Mas pode ser que as ações tenham ficado muito caras.

Até agora, maio tem sido um ótimo mês para o S&P 500, que subiu 3,7% até o momento. Compare isso com o desempenho sombrio do índice em abril, quando seu valor caiu 4,2%.

Por que o mercado oscilou tanto?

A narrativa popular parece ser – como no período pós-2008 – que “más notícias são boas notícias” novamente. Isto é, que uma economia suave é melhor para as ações porque os bancos centrais respondem baixando as taxas de juro.

A recuperação desta semana pareceu ter sido impulsionada por alguns relatórios que mostraram desaceleração do mercado de trabalho nos EUA, que reacenderam as esperanças de um corte nas taxas no verão americano, entre junho e julho.

Os mercados futuros projetam agora uma probabilidade de 13% de que o Fed não corte os juros este ano, em comparação com 27% no final de abril, de acordo com o CME Group.

Mas a ideia de que os investidores apostam entusiasticamente numa economia fraca não resiste a um exame mais minucioso.

A economia americana está fraca?

Por um lado, a economia americana não está nada fraca.

O mercado de trabalho dos EUA ainda é extremamente robusto e as taxas de emprego na idade ativa subiram em abril.

Na zona euro, os números das vendas no varejo de março mostraram esta semana o seu primeiro aumento desde setembro de 2022, e os índices dos gerentes de compra (PMIs) apontaram para a expansão econômica mais rápida em quase um ano.

Na sexta-feira, o Reino Unido saiu oficialmente da recessão e cresceu ao ritmo mais rápido em dois anos. Na China, o último trimestre foi melhor do que o esperado.

Tudo isto aponta para uma fase de “Cachinhos Dourados” para a economia global, mesmo com a inflação estagnada acima dos 2%.

A experiência dos últimos anos mostra que os elevados custos dos empréstimos nem sempre afetam o crescimento econômico.

Também contrariando a explicação de que “más notícias são boas notícias” para a recente recuperação, os investidores têm apostado em empresas que se beneficiam desproporcionalmente de uma economia forte.

É verdade que um Fed apostando mais no afrouxamento dos juros reduziu os rendimentos dos títulos do Tesouro e aumentou as ações de empresas de serviços públicos, que se comportam um pouco como Treasuries porque são pagadores constantes de rendimentos.

discurso de Powell; juros eua
Jerome Powell, presidente do Federal Reserve.
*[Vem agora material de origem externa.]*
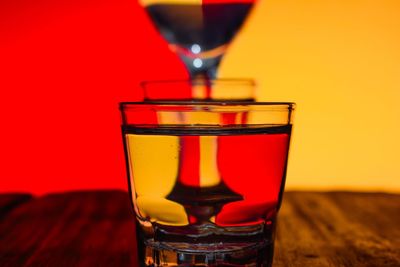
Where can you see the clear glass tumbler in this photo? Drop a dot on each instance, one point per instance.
(206, 179)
Foto: Leah Millis/File Photo/Reuters

Observe o ‘consumo discricionário’

Mas vejamos o setor do “consumo discricionário”, que inclui varejistas de vestuário, restaurantes e fabricantes de automóveis.
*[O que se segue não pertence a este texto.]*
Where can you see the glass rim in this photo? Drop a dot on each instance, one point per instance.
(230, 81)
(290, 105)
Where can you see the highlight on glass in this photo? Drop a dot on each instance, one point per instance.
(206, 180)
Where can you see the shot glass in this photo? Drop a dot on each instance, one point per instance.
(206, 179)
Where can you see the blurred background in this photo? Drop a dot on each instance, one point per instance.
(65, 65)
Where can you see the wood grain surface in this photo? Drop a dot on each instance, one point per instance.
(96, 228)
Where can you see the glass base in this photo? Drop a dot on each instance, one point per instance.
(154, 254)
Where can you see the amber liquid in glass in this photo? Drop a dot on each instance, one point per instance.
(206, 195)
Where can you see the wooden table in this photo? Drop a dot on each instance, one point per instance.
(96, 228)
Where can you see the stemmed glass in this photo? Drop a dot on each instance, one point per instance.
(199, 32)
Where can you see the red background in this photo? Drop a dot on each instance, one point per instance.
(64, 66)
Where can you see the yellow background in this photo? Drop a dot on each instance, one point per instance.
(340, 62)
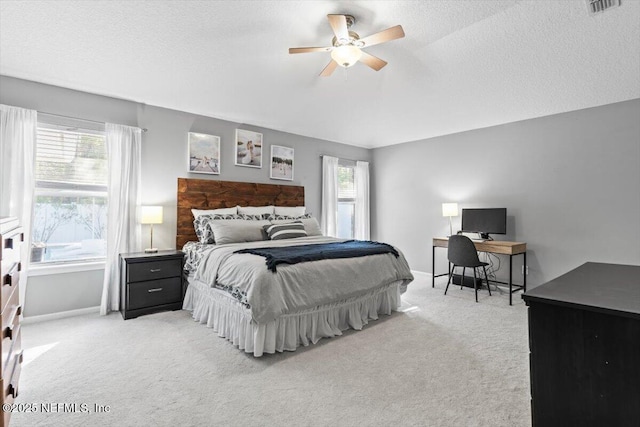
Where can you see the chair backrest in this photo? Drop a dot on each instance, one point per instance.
(462, 251)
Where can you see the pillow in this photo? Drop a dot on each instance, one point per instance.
(276, 217)
(294, 212)
(311, 225)
(256, 217)
(223, 211)
(255, 210)
(202, 226)
(290, 230)
(237, 231)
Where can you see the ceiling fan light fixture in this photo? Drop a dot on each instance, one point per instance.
(346, 55)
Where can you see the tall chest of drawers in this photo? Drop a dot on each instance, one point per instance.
(11, 240)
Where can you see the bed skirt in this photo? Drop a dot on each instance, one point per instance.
(232, 321)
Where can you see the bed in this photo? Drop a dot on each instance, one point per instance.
(262, 309)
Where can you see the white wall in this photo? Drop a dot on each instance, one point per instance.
(570, 183)
(164, 159)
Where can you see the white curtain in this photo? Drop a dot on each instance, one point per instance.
(329, 219)
(18, 128)
(361, 220)
(123, 228)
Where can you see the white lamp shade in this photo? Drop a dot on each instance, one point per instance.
(346, 55)
(449, 209)
(151, 215)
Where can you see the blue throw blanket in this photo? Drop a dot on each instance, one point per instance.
(302, 253)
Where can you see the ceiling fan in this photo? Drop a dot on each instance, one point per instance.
(346, 47)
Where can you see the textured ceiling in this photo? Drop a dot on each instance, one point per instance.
(463, 64)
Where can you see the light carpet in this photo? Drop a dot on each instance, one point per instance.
(443, 361)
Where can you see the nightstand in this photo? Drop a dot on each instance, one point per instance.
(150, 282)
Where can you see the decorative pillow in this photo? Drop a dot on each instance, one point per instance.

As ações destas empresas tiveram um mau desempenho em abril, quando a preocupação era alegadamente um superaquecimento da economia, e tiveram um desempenho muito melhor após os fracos números do emprego.
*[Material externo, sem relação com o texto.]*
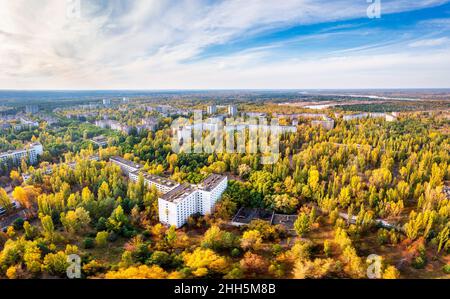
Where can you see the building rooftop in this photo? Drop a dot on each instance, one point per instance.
(211, 182)
(27, 147)
(179, 193)
(126, 162)
(159, 180)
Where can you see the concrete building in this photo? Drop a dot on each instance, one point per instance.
(113, 125)
(31, 152)
(31, 109)
(100, 141)
(177, 205)
(212, 109)
(388, 117)
(163, 185)
(49, 169)
(126, 166)
(232, 110)
(178, 201)
(327, 123)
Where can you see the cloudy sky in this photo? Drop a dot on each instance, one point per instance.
(206, 44)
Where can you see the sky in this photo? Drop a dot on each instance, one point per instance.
(232, 44)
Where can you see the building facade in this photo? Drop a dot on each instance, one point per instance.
(176, 206)
(126, 166)
(232, 110)
(163, 185)
(212, 109)
(31, 152)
Apesar de ter perdido algum brilho no final da semana, a expectativa de que os consumidores reduziriam os gastos ainda deveria ter inclinado a balança ainda mais claramente a favor de produtos básicos menos cíclicos, como produtos domésticos de compra obrigatória.

Um exemplo mais nítido é o do índice KBW Bank, que superou o S&P 500 este mês, apesar de os bancos serem os perdedores devido ao crescimento mais lento e às taxas mais baixas.

Qual é, então, a explicação para o forte movimento de vendas em abril e a recuperação no início de maio?

Um fator subestimado pode ser as “valuations”.

No final de março, o S&P 500 teve um desempenho tão bom que começou a ser negociado acima do nível elevado de 21 vezes os lucros esperados.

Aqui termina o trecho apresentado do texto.